Who didn’t grow up watching Disney movies? If you were a little girl you wanted desperately to look like Princess Jasmine or to sing like Ariel. You wanted to find a prince like Cinderella and have squirrel friends like Snow White. Little boys wanted to grow up to be a prince and wanted to win the girl in the end. We all cried when Bambi lost her mom and had nightmares when Simba lost his dad. We wanted to fall in love like those squirrels in the Sword and the Stone. But who knew that these movies had underlying themes and secrets hidden in their storyline? From unhealthy relationships to blatant racism and mental illness, here are some Disney secrets that are hidden in plain sight.
Beauty and the Beast is one of many Disney stories where a beautiful woman falls in love with a prince. But when you really examine the story, she falls in love with a animal-like beast that captures her and holds her hostage. He is even abusive. People have even suggested that Belle might have Stockholm Syndrome. She puts up with his volatile behavior and his angry outbursts and, despite his emotional abuse, they fall in love and live happily ever after. I’m not sure this is really a great message to send to little girls and boys, who are seeing this as a romantic fairy-tale ending.
Disney is notorious for sneaking in hidden images and secret words into their movies. Next time you watch the movie Frozen, don't skip over the end credits. If you watch the end credits, Disney includes a secret disclosure that only the most astute fans were able to pick up on. It turns out Disney doesn't think all men eat boogers. Good to know, but how can they be so sure?
Frozen was a huge hit and this take on The Snow Queen was empowering for little girls. The heroine did not have a love interest and the story focused on the relationship between the sisters instead. But there may be some hidden deeper meaning to the story. Some suggest that when Elsa isolates herself and locks herself up in order to keep other safe, it may have been hinting to how people in real life handle mental illness. She is shunned by the public for her “flaws” and she feels like she needs to hide her true self. Could they be alluding to people who are different than others? Those who are trying to learn how to accept themselves and “Let It Go”?
The movie Dumbo was first released in 1941, and if the movie was released today, a lot of the it would not fly in our much more politically correct society. Dumbo is in the circus with a bunch of diverse characters and it is clear that the group of crows are a representation of African-American people. They use stereotypes in the way the crows talk and how they are dressed. If you had any doubt, one of them is literally named Jim Crow.
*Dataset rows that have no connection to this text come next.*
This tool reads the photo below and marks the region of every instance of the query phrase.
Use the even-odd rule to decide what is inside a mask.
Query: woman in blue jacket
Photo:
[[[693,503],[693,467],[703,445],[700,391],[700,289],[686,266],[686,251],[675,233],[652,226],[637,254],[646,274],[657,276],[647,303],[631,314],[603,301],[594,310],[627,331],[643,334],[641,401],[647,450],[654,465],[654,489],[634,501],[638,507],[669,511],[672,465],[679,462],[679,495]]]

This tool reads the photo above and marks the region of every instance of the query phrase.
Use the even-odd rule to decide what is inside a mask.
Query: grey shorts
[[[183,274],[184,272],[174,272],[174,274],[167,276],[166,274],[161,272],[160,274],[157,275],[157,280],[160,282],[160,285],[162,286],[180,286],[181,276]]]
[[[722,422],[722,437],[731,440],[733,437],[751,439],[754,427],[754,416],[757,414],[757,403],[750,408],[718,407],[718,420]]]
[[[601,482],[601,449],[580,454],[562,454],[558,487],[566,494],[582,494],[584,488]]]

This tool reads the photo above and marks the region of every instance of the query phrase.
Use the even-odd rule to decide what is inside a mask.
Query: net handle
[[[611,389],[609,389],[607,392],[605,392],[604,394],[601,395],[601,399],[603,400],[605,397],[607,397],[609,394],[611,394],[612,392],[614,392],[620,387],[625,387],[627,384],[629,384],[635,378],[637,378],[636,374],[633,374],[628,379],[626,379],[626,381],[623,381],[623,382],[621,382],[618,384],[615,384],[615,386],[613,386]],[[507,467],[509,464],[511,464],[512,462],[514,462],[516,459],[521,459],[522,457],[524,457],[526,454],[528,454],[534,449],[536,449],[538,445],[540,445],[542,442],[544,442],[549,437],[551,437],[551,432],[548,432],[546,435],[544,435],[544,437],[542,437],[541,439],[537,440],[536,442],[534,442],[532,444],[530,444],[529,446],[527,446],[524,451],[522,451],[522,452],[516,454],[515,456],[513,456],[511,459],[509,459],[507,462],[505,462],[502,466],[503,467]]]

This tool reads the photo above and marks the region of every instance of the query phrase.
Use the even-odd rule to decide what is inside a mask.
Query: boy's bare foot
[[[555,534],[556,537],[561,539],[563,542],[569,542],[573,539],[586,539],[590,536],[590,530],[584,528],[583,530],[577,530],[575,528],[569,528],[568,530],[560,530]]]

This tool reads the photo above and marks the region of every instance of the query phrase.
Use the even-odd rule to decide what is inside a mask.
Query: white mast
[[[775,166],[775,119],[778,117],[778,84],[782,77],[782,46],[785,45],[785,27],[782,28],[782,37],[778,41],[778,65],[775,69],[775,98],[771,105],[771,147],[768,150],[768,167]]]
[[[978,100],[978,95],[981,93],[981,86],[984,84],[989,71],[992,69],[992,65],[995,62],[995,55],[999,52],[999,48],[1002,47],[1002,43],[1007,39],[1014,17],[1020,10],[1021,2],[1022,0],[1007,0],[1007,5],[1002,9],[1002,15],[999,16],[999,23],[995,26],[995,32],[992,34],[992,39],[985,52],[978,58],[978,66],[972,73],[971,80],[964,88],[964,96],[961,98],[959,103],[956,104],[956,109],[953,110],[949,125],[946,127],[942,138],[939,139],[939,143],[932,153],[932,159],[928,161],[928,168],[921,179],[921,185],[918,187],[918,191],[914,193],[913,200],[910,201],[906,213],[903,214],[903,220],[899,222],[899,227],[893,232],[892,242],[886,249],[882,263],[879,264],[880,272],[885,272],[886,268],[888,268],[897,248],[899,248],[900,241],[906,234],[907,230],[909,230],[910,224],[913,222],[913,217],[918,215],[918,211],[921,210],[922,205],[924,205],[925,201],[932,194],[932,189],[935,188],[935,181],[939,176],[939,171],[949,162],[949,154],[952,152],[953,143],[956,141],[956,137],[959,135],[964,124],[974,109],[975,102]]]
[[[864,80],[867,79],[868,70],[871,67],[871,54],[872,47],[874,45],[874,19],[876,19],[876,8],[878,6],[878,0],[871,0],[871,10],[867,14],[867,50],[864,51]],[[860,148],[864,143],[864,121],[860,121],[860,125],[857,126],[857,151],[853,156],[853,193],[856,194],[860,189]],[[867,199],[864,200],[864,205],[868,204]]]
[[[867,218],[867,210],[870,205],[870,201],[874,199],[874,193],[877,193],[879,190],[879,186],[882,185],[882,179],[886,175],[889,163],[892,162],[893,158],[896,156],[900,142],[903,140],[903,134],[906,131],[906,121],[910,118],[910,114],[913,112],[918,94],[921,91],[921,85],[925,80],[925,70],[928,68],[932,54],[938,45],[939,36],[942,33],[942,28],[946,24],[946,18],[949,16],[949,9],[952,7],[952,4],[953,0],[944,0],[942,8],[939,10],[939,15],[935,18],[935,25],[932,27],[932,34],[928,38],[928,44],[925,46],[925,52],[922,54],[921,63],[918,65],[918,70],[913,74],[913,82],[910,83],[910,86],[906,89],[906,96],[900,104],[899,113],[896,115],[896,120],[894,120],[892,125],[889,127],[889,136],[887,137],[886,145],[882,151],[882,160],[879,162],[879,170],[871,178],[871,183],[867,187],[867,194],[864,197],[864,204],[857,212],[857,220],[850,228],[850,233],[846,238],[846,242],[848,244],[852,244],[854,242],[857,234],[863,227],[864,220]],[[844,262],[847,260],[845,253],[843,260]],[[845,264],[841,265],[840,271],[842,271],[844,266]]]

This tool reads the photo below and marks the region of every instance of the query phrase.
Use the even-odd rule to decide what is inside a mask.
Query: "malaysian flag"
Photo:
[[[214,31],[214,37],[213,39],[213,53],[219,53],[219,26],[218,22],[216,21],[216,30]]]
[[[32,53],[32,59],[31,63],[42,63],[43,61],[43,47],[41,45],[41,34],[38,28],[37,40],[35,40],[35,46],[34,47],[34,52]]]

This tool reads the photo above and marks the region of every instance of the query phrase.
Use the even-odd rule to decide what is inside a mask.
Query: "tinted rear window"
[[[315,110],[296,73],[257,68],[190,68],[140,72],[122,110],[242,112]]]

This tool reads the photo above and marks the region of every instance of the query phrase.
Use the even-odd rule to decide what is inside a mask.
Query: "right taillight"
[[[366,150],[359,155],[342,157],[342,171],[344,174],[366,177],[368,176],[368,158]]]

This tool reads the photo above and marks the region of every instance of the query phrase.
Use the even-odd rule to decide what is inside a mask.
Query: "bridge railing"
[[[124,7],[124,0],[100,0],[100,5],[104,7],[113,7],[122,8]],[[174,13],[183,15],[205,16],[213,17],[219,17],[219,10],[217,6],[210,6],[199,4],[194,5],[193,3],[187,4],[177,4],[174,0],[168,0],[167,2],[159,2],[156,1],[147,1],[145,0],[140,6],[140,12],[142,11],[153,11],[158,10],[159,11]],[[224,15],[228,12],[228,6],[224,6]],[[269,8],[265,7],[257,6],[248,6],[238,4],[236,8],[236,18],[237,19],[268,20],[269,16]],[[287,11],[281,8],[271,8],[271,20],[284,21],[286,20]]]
There is no better way to introduce psychedelic drugs to your small children than with a popular Disney movie. From the caterpillar smoking a Hookah pipe to Alice eating magic mushrooms, this movie does not send a great message to the children watching. Rumor has it that the original story of Alice's Advnetures in Wonderland was written when opium smoking was very common, so it is no surprise that the movie is beyond trippy.
Even though this is more of a Pixar secret, Disney owns the animations studio so it still counts. It's subtle, but nearly every Pixar film references Apple. Steve Jobs, the genius behind Apple, was one of the early supporters of Pixar.
When you really look at Aladdin, it is pretty racist. There is a scene where Jasmine almost has her hand cut off for giving fruit to a hungry child, depicting that the people of the Middle East are monsters and savages. And the original lyrics to a song from the movie was, “Oh, I come from a land/From a faraway place/Where the caravan camels roam/Where they cut off your ear If they don't like your face/It's barbaric, but hey, it's home.” After many complaints from The American-Arab Anti-Discrimination Committee the lyrics were changed.